When considering the Book of Ecclesiastes, many are reminded of a cool song from the 1960s: “Turn! Turn! Turn! (To Everything There Is a Season).” Many are aware of that verse. But what of the next passage?

“What gain has the worker from his toil? I have seen the business that God has given to the children of man to be busy with. He has made everything beautiful in its time. Also, he has put eternity into man’s heart, yet so that he cannot find out what God has done from the beginning to the end. I perceived that there is nothing better for them than to be joyful and to do good as long as they live; also that everyone should eat and drink and take pleasure in all his toil—this is God’s gift to man” (Ecclesiastes 3:9-13 ESV).

This passage is so relevant for me now. Many are fearful, concerned with the future of our nation and our world. That fear is revealed by empty shelves in the grocery store, gardening supplies in short supply and the lack of canning supplies. People who five years ago thought I was eccentric or weird in my homesteading passion today are saying, “Hey, if it all goes bad, we’re coming to your place.”

Many of those people are now taking steps to learn how to grow food, how to take on the skills of self-sufficiency that were common to our grandparents and great-grandparents. I am getting emails from some of you, sharing your stories, showing pictures. I have visited people who are filling their larders and building raised beds for growing food and stocking up on freeze-dried food and canning jars. Awesome!

Side note: HOA members everywhere, petition your HOA leadership to change the bylaws to allow for raised-bed gardens and backyard chickens. Let my people go, so they can grow and eat delicious, fresh, organic foods and amazing, delicious, multi-colored eggs, and feel a sense of food security in these difficult times. I promise these can be done with ascetic beauty, with class that will add an organic beauty to the landscape.

I have had some folks who are taking great steps toward self-sufficiency, then in the midst of the work lament the idea, wondering: “Why am I doing this?” Or as Solomon put it, “What gain is the worker from his toil?”

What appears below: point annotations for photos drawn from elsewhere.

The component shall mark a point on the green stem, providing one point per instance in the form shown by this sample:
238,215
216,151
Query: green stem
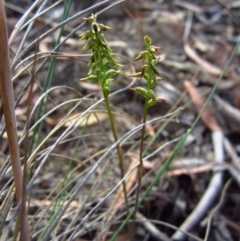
140,168
119,151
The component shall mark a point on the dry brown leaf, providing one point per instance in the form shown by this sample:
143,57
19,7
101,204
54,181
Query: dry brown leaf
207,117
211,69
90,119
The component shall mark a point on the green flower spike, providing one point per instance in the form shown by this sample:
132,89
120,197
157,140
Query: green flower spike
102,69
150,73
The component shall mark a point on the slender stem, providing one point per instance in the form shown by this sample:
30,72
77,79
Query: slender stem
140,168
119,151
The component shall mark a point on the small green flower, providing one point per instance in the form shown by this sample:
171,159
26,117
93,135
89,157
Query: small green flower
149,72
101,62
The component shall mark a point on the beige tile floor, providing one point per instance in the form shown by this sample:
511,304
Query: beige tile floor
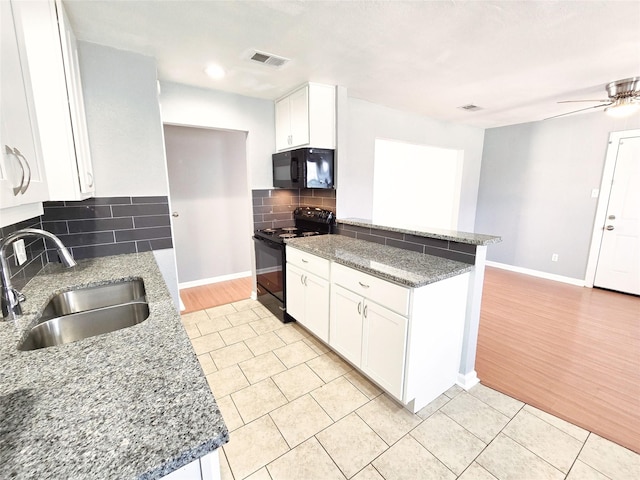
296,411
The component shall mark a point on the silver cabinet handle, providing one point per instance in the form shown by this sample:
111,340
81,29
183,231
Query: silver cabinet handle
10,151
26,163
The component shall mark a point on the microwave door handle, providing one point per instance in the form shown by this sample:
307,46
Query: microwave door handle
295,171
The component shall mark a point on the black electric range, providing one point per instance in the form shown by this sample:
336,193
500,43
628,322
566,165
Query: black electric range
271,255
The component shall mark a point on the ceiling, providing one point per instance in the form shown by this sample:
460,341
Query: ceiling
515,59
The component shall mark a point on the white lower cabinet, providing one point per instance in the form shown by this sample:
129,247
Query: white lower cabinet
308,291
384,344
370,336
407,340
345,324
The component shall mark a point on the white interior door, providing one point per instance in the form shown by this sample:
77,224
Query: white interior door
211,204
619,260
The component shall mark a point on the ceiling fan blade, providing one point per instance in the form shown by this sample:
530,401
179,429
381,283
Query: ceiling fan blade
581,110
576,101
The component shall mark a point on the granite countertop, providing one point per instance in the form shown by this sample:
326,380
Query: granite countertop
131,404
404,267
451,235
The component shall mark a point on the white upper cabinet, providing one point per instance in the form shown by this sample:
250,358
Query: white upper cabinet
57,90
306,118
23,184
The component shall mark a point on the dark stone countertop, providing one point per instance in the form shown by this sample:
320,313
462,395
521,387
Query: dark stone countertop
131,404
450,235
404,267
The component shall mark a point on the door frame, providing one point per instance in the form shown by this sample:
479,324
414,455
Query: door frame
603,201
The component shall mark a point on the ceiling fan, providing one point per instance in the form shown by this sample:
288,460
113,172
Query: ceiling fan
624,99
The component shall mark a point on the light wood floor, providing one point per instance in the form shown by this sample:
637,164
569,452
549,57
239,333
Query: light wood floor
214,294
573,352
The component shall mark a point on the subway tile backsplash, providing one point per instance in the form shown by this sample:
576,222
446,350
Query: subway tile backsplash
102,226
273,208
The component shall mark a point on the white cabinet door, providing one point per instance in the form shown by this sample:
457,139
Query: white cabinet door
345,325
22,177
52,56
283,124
316,316
295,293
384,347
299,104
84,164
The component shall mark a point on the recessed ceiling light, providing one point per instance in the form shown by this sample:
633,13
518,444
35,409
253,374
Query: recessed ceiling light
215,71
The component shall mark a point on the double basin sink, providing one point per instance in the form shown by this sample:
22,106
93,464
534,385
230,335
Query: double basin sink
87,312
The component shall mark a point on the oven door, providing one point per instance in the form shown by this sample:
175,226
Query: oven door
269,267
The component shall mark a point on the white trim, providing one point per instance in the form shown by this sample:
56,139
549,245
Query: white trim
603,201
537,273
207,281
469,380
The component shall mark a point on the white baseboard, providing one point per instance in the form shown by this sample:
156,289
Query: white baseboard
207,281
536,273
468,380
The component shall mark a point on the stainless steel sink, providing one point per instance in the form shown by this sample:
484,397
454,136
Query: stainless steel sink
88,312
90,298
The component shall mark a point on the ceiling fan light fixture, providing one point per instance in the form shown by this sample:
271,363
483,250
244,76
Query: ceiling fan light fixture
623,107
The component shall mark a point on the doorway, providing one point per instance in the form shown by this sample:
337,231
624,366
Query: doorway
614,261
211,204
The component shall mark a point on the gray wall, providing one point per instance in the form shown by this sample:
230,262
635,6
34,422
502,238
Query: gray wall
123,118
535,190
125,130
184,105
208,184
367,121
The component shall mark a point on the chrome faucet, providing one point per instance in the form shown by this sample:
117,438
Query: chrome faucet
10,297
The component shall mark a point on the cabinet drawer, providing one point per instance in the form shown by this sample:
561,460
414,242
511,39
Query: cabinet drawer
387,294
317,265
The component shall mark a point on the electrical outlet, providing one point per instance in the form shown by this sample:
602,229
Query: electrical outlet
19,251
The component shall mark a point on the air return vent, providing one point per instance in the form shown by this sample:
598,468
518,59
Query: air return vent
268,59
470,107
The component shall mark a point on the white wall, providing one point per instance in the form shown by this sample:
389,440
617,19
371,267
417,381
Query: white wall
184,105
367,121
535,190
123,118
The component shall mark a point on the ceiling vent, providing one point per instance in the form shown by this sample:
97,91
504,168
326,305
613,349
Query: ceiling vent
268,59
470,107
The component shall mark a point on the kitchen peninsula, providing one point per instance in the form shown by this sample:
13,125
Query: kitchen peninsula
432,280
130,404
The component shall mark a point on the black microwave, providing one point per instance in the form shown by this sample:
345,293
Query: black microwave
303,168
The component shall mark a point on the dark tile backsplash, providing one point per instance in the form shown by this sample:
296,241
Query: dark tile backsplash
461,252
103,226
274,208
91,228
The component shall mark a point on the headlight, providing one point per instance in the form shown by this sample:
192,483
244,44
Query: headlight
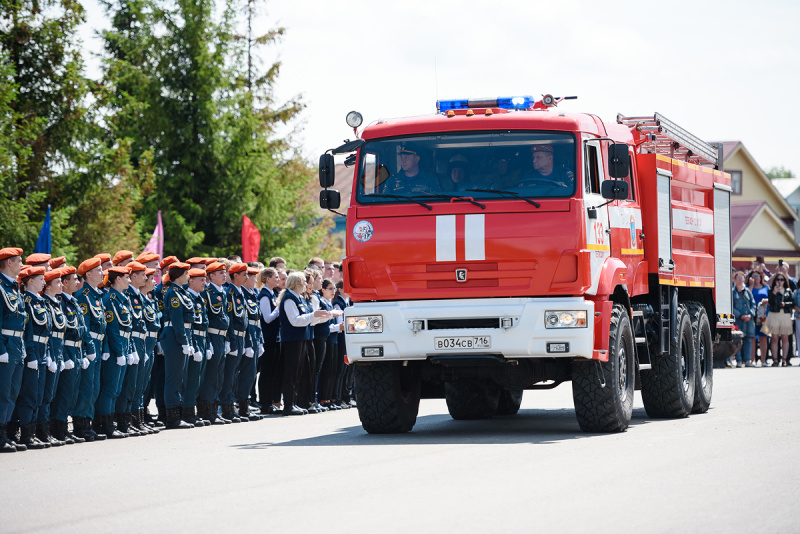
565,319
365,324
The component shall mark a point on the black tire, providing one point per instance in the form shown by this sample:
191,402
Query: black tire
471,400
510,401
668,387
703,348
387,397
607,407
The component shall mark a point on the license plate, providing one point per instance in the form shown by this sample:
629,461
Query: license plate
462,342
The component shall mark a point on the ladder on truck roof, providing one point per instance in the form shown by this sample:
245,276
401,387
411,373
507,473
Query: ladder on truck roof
662,136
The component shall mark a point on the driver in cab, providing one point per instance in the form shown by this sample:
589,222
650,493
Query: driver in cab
544,176
410,180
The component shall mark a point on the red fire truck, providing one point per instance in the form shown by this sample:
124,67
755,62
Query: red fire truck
502,245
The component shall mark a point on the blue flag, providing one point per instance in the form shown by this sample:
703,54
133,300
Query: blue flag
45,241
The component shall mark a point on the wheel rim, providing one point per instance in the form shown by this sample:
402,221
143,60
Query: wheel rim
622,362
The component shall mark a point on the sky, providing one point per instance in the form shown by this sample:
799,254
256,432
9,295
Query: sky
723,70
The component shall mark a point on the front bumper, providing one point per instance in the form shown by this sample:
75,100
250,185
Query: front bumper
526,338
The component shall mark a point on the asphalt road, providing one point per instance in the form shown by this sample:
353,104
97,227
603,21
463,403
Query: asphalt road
734,469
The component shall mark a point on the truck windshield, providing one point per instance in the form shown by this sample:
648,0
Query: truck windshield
436,168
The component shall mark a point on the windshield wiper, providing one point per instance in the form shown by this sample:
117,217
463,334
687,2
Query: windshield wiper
457,197
512,193
401,197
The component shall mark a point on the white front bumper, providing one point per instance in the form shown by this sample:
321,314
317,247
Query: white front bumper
527,338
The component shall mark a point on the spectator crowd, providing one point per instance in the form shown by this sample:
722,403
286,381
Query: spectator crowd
84,351
766,307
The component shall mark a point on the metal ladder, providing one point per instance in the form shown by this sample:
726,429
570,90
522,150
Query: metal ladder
662,136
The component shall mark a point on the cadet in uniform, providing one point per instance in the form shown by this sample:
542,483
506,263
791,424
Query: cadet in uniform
176,341
37,334
90,302
218,321
76,342
119,322
12,347
202,352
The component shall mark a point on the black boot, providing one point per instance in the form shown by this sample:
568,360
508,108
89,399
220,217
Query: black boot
108,427
6,445
174,420
28,438
43,433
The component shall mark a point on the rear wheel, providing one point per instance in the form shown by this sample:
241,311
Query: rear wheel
510,401
704,384
668,387
471,400
603,391
387,397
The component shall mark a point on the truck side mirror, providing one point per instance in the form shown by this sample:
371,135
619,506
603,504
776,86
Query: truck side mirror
619,160
327,170
329,199
614,189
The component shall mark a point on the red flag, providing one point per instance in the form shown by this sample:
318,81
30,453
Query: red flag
251,240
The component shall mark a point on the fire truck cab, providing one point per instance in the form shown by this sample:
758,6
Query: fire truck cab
503,245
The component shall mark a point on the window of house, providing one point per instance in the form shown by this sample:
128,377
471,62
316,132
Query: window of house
736,182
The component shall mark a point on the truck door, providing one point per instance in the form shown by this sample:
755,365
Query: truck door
597,227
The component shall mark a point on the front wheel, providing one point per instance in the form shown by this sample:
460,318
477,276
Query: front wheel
603,391
387,397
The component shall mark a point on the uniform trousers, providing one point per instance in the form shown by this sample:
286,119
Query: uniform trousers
211,381
31,391
112,376
127,391
194,374
231,371
89,387
270,373
68,383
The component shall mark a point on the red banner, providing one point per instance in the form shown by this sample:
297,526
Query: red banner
251,240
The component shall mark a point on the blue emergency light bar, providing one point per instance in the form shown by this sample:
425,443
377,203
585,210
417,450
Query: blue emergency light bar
509,102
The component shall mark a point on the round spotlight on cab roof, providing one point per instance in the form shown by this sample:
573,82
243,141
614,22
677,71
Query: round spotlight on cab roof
354,119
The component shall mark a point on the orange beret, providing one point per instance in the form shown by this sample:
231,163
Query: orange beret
30,271
88,265
216,266
169,260
52,275
121,256
146,257
237,268
33,259
10,252
135,266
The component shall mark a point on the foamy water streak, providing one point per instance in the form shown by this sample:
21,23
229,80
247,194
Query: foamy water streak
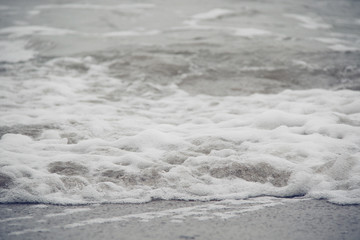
67,140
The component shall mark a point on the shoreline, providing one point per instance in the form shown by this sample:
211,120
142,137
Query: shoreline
257,218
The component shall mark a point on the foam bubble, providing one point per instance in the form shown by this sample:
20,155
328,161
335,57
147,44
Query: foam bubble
15,51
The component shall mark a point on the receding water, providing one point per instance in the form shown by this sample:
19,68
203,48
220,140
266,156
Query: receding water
123,101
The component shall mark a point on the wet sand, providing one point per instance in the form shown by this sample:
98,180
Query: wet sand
247,219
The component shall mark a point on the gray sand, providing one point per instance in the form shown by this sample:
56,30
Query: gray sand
261,218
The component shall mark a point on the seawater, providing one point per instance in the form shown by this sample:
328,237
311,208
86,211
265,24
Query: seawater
121,102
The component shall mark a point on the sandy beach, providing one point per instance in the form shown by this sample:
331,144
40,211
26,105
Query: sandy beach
259,218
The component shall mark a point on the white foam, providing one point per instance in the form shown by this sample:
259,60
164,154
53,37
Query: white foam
343,48
15,219
15,51
250,32
67,212
26,231
22,31
212,14
4,8
308,22
175,146
96,7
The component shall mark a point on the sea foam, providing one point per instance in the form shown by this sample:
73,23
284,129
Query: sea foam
85,147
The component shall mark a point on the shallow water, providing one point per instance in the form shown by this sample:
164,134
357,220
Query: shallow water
128,102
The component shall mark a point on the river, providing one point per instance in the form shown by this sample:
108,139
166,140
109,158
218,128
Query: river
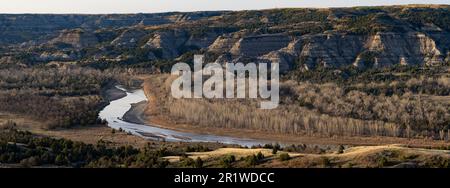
114,112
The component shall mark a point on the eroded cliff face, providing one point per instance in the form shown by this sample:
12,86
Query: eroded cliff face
336,49
305,38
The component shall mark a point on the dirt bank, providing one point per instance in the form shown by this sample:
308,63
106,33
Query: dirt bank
156,115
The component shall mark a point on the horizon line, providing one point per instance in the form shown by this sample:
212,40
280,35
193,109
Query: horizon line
218,10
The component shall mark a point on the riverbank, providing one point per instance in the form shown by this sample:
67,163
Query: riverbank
154,115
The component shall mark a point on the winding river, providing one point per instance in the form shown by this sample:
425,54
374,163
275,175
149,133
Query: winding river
114,112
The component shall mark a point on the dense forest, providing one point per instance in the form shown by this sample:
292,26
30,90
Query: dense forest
58,97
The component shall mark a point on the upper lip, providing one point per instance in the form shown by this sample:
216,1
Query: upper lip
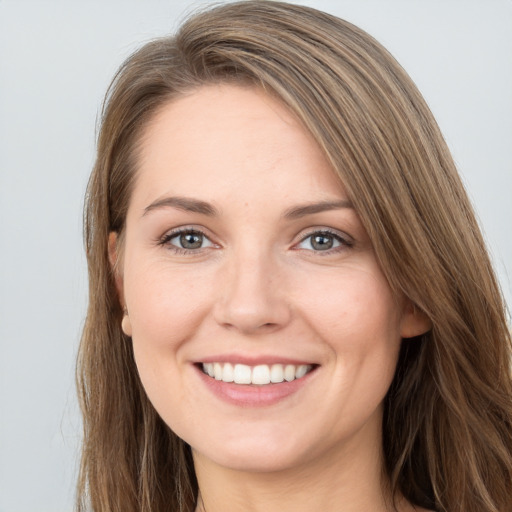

I get it. I glance over at my seed starts and ache for the day when those spindly little plants are bearing the fruit of delicious cucumber salads or when those tiny tomato plants bear an abundance of fresh, tasty tomatoes. (Am I making you hungry?)

I have to remember: He makes everything in His time. God in His sovereignty already knows in each tomato plant how many tomatoes will form and be harvested this summer. He also knows how many seeds will be harvested, creating a passel of new tomato plants that will produce more tomatoes to be harvested. Sound familiar?

The sustainable garden is a demonstration in creation of the sustainable Gospel. The gates of hell will not prevail against the church. We are called to “‘Go therefore and make disciples of all nations, baptizing them in the name of the Father and of the Son and of the Holy Spirit, teaching them to observe all that I have commanded you.’” Scatter seed. Preach the Word in season and out of season. The Lord of the harvest already knows the future fruit of these labors. Proclaim the Gospel, plant seeds, wait for God’s timing, bring in the harvest, care for the harvest, then in the next season do it again.

In these efforts, be careful of artificial inputs, as they will reap an artificial harvest. Plant seeds one at a time. Care for the plants one at a time. Protect the plants, water them, entrust them to the organic care of a loving and merciful God. (Wait, is he talking about a garden or the church? Yes!)

In this work, whether it is gardening or sharing the Gospel, our hands will be dirty. We will grow weary. The work is real; it is difficult and messy. But in due time there will be a harvest.

Solomon writes: “I perceived that there is nothing better for them than to be joyful and to do good as long as they live; also that everyone should eat and drink and take pleasure in all his toil—this is God’s gift to man” (Ecclesiastes 3:12-13 ESV).

Eat, drink and take pleasure in the toil. Pray to the Lord of the harvest. To God be the glory!